Sunday, September 8, 2013

It's fall, let's roast!

Dearest Readers,
Today starts the most beautiful of seasons. Yes, I know it's still summer, and the glorious "Autumn in New York" season hasn't really started yet as we're all crossing our fingers for more indian summer. What I'm talking about, my cooking gurus, is football season.
Just like you, friends, as the end of August rolls up, I get sad, melancholy that the number of immediate beach days is dwindling... Ok, I'm being melodramatic, all I'm trying to say is that generally, my end-of-summer angst is easily cast aside when the first official Sunday of Football Season comes around! And that's today! I am excited!

With football literally kicking-off, I felt like making something meaty. I stopped into B61 to see my good friend Diana on Saturday afternoon, and she talked up a pork roast she had recently made that sold me on the idea. I put my feelings of inadequacy at cooking pork on the back burner, opened up my favorite cookbook, and jumped right in.
It has been a hectic end of the summer, so I had a fair amount of "close to expiration" produce in the fridge. Chopped onions, whole carrots, some celery, garlic, the basics. I decided I would carmelize them as best I could on the stove top while I took America's Test Kitchen advice and brined the 1.5 lb pork tenderloin.


I put it in 2 quarts of water with 1/4 cup of salt and 1/4 cup of (brown, because it's all I had) sugar for about an hour (my loin was smaller than the recipe called for, and that's the last time you'll hear me say that) I also added a sliced dried chili pepper, as I like a little kick.




So while the pig brined, I put the 1 chopped onion I had in the fridge into a large saucepan at medium-high heat with about a tablespoon of olive oil and a half tablespoon of butter. Then I sliced up 5 carrots, 3 cloves of garlic, 4 ribs of celery, and a small apple. I brought the heat down to medium/medium-low once everything was in the pan, and stirred it pretty regularly. I salted once, and threw a little bit of old red wine twice (about 1 teaspoon each time) to keep the pan from drying out, and I let it cook for the hour that the pork brined.


Once the vegetables were cooked and the brining was done, I followed instructions, tied up the pork, and let it sit for a half hour.


In this time, I took a look at the glazes in the America's Test Kitchen cookbook, and realized I had all the ingredients for one of them:
3/4 cup of honey
juice of 3 limes
2 minced chipotles in adobo sauce
1.5 tsp cumin

I actually had 2 honey containers that had turned kind of "granular"? so I scooped out what I could and put some warm water in the containers to dissolve what remained. Voila, 1 cup of watered down honey. My limes were a little dessicated, but they still juiced. I combined all the ingredients and set it aside.
I preheated the oven to 375dried, salted, and peppered the meat, and to the now empty pan in which I had cooked the vegetables, I added about a tablespoon of olive oil (instead of vegetable just because i didn't have any) and heated it. I browned the loin on each side in the pan, it took about 10 minutes. I put the pork into a 12x9 glass baking pan, and popped it into the oven.

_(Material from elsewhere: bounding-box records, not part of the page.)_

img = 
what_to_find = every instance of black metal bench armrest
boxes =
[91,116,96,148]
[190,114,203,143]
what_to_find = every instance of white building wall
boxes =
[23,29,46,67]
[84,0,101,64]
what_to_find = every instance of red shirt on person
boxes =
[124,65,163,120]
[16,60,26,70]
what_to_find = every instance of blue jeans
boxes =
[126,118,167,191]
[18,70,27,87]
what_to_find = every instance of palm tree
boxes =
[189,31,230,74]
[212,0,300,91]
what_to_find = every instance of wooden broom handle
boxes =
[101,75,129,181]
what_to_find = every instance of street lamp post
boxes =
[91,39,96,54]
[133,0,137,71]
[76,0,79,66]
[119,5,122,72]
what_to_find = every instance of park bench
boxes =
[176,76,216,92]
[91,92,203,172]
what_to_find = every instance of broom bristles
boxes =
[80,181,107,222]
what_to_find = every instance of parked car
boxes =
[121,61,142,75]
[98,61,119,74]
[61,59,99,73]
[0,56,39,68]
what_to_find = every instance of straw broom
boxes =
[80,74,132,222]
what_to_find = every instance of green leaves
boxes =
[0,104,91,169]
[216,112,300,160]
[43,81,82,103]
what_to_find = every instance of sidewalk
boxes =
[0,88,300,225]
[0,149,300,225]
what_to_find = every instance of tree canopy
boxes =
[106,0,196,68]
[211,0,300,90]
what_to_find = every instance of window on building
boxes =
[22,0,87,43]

DISCLOSURE- I do not own a meat thermometer *hangs head in shame* I know I need one. But for the purposes of this recipe, since my loin was... well, you know... I figured the minimum cooking time (they gave a range of 50-70 minutes) would work. I will get a meat thermometer, as the recipe indicates that you should cook the pork until the thickest part of the roast measures 135 degrees and then pull it out of the oven, place it on a board, tent it with aluminum, and let it rest until the thermometer reads 145-150 degrees.
Disclosure complete.
Once I got the roast into the oven, I poured the fat/oil out of the saucepan I had browned the meat in, and poured the glaze ingredients into the pan, heating it at low. I stirred/pan agitated pretty consistently so it would cook down a bit.


25 minutes into cooking the roast, I opened the oven quickly and turned the pork over to its other side.

35 minutes into cooking, I poured some of the glaze over the top of the pork, and put a bit (2 tablespoons?) of warm water into the bottom of the pan to keep it from burning.

45 minutes into cooking, I put the carmelized vegetables into the pan, around the pork, and poured the rest of the glaze over the roast and the vegetables, and put it back into the oven for another 10 minutes or so.






55 minutes in, I turned the oven off, pulled the pan out, took a picture! put the pork on a cutting board, tented it with tinfoil, then put the pan with the veggies and glaze back into the oven.

It was really really good. I'd definitely do something like it again soon. I think slow/long cooking the veggies in advance really added a nice depth to the pork/glaze combo. If you don't have time to slow-cook the veggies, don't worry, you can cut up any veggies you want, put them into the pan when you put the roast in the oven, and they will cook beautifully.


May all your passes be spiral and all your hail marys caught.
xo

2 comments:

  1. Thanks D!
    I am eating leftovers for lunch right now and they are pretty good!